Digestive enzymes are complex proteins involved in digestion that stimulate chemical changes in other substances. They work optimally at specific temperature and pH. Digestive enzymes include pancreatic enzymes, plant-derived enzymes, and fungal-derived enzymes. There are three classes of digestive enzymes: proteolytic enzymes needed to digest protein, lipases needed to digest fat, and amylases needed to digest carbohydrates.

Where are they found?

Only small amounts of the animal-based proteolytic enzymes, trypsin and chymotrypsin, are found in the diet; however, the pancreas can synthesize these enzymes. The plant-based proteolytic enzyme bromelain comes from the stems of pineapples and is useful in many conditions. Papain comes from unripe papayas. All of these enzymes are available as supplements.

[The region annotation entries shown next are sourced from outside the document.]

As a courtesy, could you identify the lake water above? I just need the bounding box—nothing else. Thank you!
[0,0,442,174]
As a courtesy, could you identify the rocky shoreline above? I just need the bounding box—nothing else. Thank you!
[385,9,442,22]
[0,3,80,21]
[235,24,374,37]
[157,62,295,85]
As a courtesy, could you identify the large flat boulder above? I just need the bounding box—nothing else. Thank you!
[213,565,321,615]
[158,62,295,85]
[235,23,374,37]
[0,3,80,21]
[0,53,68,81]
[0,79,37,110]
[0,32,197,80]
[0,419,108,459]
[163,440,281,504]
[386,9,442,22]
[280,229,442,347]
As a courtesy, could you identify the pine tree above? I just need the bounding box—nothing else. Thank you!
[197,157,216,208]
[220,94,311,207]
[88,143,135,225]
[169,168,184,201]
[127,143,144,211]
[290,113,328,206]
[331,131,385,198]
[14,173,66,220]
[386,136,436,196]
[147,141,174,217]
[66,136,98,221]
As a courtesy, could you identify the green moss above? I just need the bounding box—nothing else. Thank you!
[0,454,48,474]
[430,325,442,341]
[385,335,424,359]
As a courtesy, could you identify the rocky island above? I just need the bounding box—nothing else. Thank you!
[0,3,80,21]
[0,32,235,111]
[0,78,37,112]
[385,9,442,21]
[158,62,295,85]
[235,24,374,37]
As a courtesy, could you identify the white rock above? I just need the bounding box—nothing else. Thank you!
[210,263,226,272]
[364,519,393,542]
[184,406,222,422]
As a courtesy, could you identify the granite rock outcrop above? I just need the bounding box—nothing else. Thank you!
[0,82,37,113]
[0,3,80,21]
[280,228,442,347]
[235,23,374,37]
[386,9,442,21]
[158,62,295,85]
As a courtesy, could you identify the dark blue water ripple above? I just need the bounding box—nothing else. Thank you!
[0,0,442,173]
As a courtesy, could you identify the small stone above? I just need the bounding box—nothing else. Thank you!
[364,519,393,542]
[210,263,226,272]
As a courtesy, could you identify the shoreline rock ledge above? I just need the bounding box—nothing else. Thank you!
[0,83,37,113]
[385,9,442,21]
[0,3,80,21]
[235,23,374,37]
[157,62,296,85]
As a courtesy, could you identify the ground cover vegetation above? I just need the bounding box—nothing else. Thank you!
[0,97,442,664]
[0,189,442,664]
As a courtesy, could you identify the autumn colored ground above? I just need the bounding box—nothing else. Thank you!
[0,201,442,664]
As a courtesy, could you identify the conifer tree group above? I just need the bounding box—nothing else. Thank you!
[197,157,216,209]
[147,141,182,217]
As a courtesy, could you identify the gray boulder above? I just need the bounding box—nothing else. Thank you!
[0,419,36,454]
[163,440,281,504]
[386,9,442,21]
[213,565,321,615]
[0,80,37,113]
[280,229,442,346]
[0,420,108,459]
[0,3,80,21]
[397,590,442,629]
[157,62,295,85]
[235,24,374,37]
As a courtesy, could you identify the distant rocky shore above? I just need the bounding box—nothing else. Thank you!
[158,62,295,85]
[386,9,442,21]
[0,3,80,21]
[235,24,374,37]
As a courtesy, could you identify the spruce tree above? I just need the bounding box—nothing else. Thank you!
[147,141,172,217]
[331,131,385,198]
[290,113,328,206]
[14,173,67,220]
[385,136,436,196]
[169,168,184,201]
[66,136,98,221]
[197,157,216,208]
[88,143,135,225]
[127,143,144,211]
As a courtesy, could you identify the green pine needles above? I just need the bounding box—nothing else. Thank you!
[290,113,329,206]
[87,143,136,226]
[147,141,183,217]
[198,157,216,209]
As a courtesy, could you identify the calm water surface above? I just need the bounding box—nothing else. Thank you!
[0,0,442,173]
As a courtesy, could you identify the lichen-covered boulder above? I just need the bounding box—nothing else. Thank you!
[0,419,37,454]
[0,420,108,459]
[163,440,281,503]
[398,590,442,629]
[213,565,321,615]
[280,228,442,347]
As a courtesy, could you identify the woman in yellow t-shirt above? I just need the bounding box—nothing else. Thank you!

Who is likely to be deficient?

People with pancreatic insufficiency and cystic fibrosis frequently require supplemental pancreatic enzymes (which include proteolytic enzymes, lipases, and amylases). In addition, those with celiac disease1 or Crohn’s disease2 and perhaps some people suffering from indigestion3 may be deficient in pancreatic enzymes. As bromelain and papain are not essential, deficiencies do not exist.


Kay’s Note: With time and strict adherence to the SCD foods, including the homemade lactose-free yogurt, the SCD typically takes care of digestive insufficiencies.  If you decide to try digestive enzymes, do make sure to check all ingredients to see that they are SCD legal. Most enzyme supplements are NOT SCD legal.